Объявит ли царь о разводе с императрицей?
Об этом шушукались все, и, словно желая дать ответ любопытным, камергер возгласил, когда двери распахнулись в очередной раз:
— Ее величество царица.
Все головы повернулись к Екатерине. Та, увидев Максимильену, побледнела, и лицо ее исказила ужасная гримаса. Царь, подождав, пока Екатерина подойдет к нему, произнес, глядя ей прямо в глаза:
— Вы осчастливили нас, мадам, пожаловав на бал, хотя никто вас сюда не приглашал.
Оскорбительность этих слов была настолько очевидна, что Екатерина пошатнулась.
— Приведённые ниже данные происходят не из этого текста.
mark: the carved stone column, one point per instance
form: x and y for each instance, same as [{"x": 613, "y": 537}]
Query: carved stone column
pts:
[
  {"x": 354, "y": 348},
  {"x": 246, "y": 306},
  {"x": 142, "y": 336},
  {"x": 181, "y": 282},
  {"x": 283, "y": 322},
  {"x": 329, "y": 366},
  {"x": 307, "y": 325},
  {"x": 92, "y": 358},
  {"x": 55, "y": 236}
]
А Максимильене, хоть она и знала, на какие преступления способна эта женщина, стало ее жаль.
— Впрочем, вы пришли весьма кстати, мадам, ибо вам предстоит узнать важную новость.
Екатерина испуганно озиралась в надежде встретить дружеский взгляд, но ни в ком не нашла сочувствия. Спокойный тон Петра пугал ее гораздо сильнее, нежели приступ гнева.
— Вы кого-то ищете, мадам? Уж не вашего ли любимца Вильяма Монса?
Екатерина в ответ пролепетала нечто невразумительное. По знаку царя солдат внес стеклянный сосуд, заполненный спиртом, и все присутствующие ахнули от изумления. А императрица с ужасом смотрела на окровавленную голову Монса — человека, с которым она предавалась любовным утехам четверть часа назад! Впрочем, горевать о его судьбе было уже поздно — царица с ужасом поняла, что сейчас решается и ее собственная участь… Но омерзительная голова невольно притягивала к себе взор, и Екатерина явственно читала невысказанный упрек в этих широко раскрытых глазах.
— Да, мадам, — продолжал Петр с холодным бешенством, — нам не слишком нравятся те из ваших друзей, кто семь лет назад частенько захаживал в Петропавловскую крепость. Все они понесут наказание.
Меншиков похолодел, ощутив лезвие топора у своей шеи, и посмотрел на Максимильену — она молчала, но на красивом лице ее угадывалась мука. Казалось, графиня взывает к милосердию. «Подумать только! — сказал себе князь. — Я не сумел понравиться этой прелестной женщине и предпочел ей жирную царицу, которую ждет неминуемая опала!»
В это мгновение Екатерина, страшась услышать свой собственный приговор, упала в обморок. Царь, бросив на нее презрительный взгляд, позвал двоих мужиков:
— Отнесите императрицу в ее покои.
Затем Петр повернулся к Максимильене и громко объявил:
— Мы счастливы, госпожа графиня, принимать вас в Петергофе и надеемся, что вы останетесь здесь надолго. На всю жизнь, если захотите.
Придворные переглянулись — сомнений больше не было, перед ними стояла будущая царица. Император добавил шепотом:
— Я тебя обожаю, прости, что тебе пришлось увидеть все это, но их следовало вразумить. Теперь они поняли, какие грядут изменения.
— Пьер, — тихонько проговорила Максимильена, — мне жаль императрицу, не будь с ней жесток.